Maurice Clavel, un jeune normalien philosophe de 22 ans sans aucune expérience militaire, se voit confier la direction départementale de la Résistance (il a d’abord été un militant du PPF et a rejoint les camps écoles des Compagnons de France, institution pétainiste). Avec son amie Sylvia Montfort, ils ont contribué à coordonner les initiatives des groupes locaux. L’auteur montre que son discours mystique et philosophique, tout imprégné des concepts de rédemption et d’absolution n’était sans doute pas le plus adapté à la guérilla des maquis ! Clavel n’hésite pas à faire prendre d’énormes risques à ses maquisards en les confiant à Roland Farjon, un homme dont il sait qu’il a été, et qu’il est peut-être encore, un traître.
Désigné par Clavel pour diriger des maquis importants, ceux de Dreux, Crucey et La Ferté Vidame, Farjon est considéré comme l’un des traîtres majeurs au sein du mouvement OCM (Organisation civile et militaire) de la région Nord qui comptera plusieurs centaines d’arrestations. Clavel connaît ce passé. L’auteur conteste avec des arguments la légende qui veut que Farjon soit venu se racheter en Eure et Loir dans les combats directs avec le soutien de Clavel et d’O’Neill.

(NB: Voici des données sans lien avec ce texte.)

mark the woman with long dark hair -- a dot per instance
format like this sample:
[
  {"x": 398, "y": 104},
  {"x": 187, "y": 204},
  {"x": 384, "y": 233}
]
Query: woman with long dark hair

Quelques critiques de forme
Cet ouvrage très riche en informations n’est cependant pas d’un abord très facile, et il est même sans doute à peu près inaccessible à un jeune lecteur d’aujourd’hui. Il manque de courtes synthèses et des résumés partiels qui permettraient de mettre l’essentiel davantage en évidence. Il aurait sans doute fallu résumer les récits événementiels, où les reporter en notes et en annexes. Le plan aurait gagné à être plus cohérent, en regroupant par exemple ce qui concerne l’organisation, l’action, la répression alors que ces thèmes sont disséminés : les parachutages sont traités dans un paragraphe intitulé « Le refus », les campements des maquisards et leurs armes dans un autre intitulé « 1944. année décisive » , mais on trouve la récupération des aviateurs anglais et les communications avec Londres dans le chapitre « L’action ». Il arrive aussi qu’un même thème se trouve réparti entre des chapitres différents sans qu’on en comprenne toujours la justification. Pour terminer sur le registre des critiques que l’on souhaite constructives, il faudrait sans doute recourir plus largement aux archives, qui ne sont pas aussi pauvres qu’on le dit souvent, même en ce qui concerne la Résistance. Mais c’est un travail de plus grande ampleur encore pour un seul chercheur, à l’échelle d’un département entier, où l’on sait maintenant que l’activité de la Résistance fut importante.